HM Treasury turns to Lloyds and Starling’s AI leaders for advice and guidance on AI.
The UK government has turned to two of the banking sector’s most advanced AI operators as it looks to encourage adoption of the technology across financial services.
The Treasury announced on January 20 that Harriet Rees, Group CIO at Starling Bank, and Rohit Dhawan, Head of AI and Advanced Analytics at Lloyds Banking Group, have been appointed as ‘AI Champions’.
In the tole, both Rees and Dhawan will be tasked with identifying where innovation is being slowed by policy, infrastructure, or skills gaps and where firms can go faster without undermining trust or resilience.
“Harriet and Rohit bring deep, real-world experience of deploying AI safely at scale, and they will help turn rapid adoption into practical delivery – unlocking growth while keeping our financial system secure and resilient,” said Economic Secretary to the Treasury Lucy Rigby.
This is the latest initiative by the current UK government to stand out in the AI race, which Prime Minister Keir Starmer made a priority last January when he declared the UK “will go our own way on” on regulation in efforts to attract potential companies looking to find a global hub.
The financial industry from the start has been a key sector when it comes to using AI and developing the technology, adopting it for customer support as well as fraud detection, credit risk and compliance.
Why Lloyds and Starling?
Lloyds’ inclusion as one of the government’s new AI Champions reflects how early and seriously the bank put AI as a core capability.

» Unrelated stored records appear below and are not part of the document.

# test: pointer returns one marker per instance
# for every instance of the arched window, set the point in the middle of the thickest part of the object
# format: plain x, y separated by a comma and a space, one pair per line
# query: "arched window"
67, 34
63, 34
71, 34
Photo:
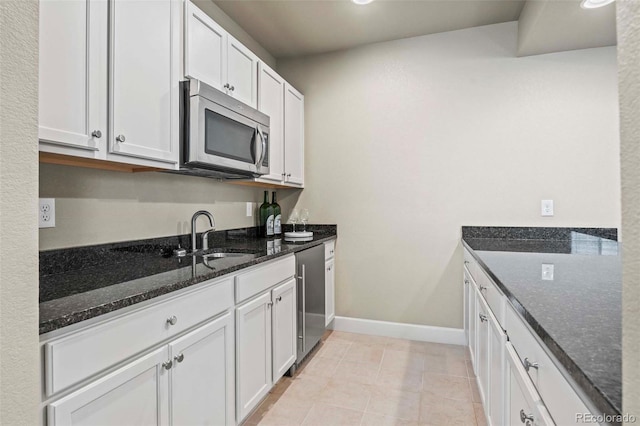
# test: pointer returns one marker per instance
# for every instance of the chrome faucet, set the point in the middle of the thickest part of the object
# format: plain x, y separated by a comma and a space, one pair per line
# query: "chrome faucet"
205, 235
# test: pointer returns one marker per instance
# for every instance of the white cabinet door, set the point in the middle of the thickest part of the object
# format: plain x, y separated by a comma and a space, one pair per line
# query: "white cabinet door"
473, 320
135, 394
242, 72
482, 348
522, 402
271, 102
73, 77
284, 328
253, 353
293, 136
330, 291
202, 376
205, 48
496, 385
144, 79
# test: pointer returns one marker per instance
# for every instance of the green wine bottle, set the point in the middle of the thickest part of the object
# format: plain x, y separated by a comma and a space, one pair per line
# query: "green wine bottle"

Long before generative AI became an industry obsession, Lloyds was already publicly framing the technology as a structural shift for financial services.
In 2023, research commissioned by the group found four in five financial services leaders believed AI would significantly reshape the UK economy, with productivity gains and improved customer experience cited as the primary benefits.
At the time, Lloyds executives argued firms that failed to invest risked falling behind competitors.
This mindset quickly led to organisational change in August 2024, when the bank created a dedicated AI and Advanced Analytics leadership role and appointed Dhawan to lead a newly formed AI Centre of Excellence.
Since then, Lloyds has focused on turning strategy into deployment through partnerships such as one in 2024 with Cleareye.ai to automate compliance checks on complex documentation using machine learning and natural language processing.
In 2025, Lloyds also invested heavily in skills, launching a six-month AI leadership programme with Cambridge Spark to train more than 200 senior executives in identifying and scaling high-impact AI use cases.
“It is a privilege to have been asked by HM Treasury to take on the role of AI Champion for financial services,” said Dhawan.
“AI has the potential to reshape the industry and at Lloyds Banking Group we are already seeing how thoughtful and responsible adoption of AI can transform customer experience and the way a large organisation operates.”
Payment Expert has approached Lloyds Bank for comment.
While Lloyds has arguably stood out for how aggressively a traditional bank has embraced AI, identifying a single leader among challenger banks is harder. Most, if not all, neobanks are tech-focused.
However, Rees’ appointment from Starling Bank is far from surprising given the bank’s DNA.
Founded in 2014 by Anne Boden, Starling was built from scratch around modern infrastructure, avoiding the legacy core systems which slow many incumbents. The technology-first approach has allowed the bank to bring services in-house and launch products at pace.
Rather than outsourcing critical functions, Starling rebuilt everything from its core banking platform to its contact centre and card processing stack internally, giving it control over data flows and system architecture.
In June 2025, Starling became the first UK bank to integrate a generative AI chatbot directly into its consumer app, using Google’s Gemini model to power its “Spending Intelligence” feature.
The tool allows customers to query their transaction data, surfacing insights on budgets, trends and patterns without offering financial advice or storing sensitive prompts.
“Being appointed AI Champion for Financial Services is an exciting opportunity as the sector faces a pivotal moment to become a world leader in AI,” said Rees.
“I look forward to working with HM Treasury and the industry to create a world-class ecosystem in which innovation exceeds customers’ expectations and the transformative power of AI unlocks growth.”
Payment Expert has approached Starling Bank for comment.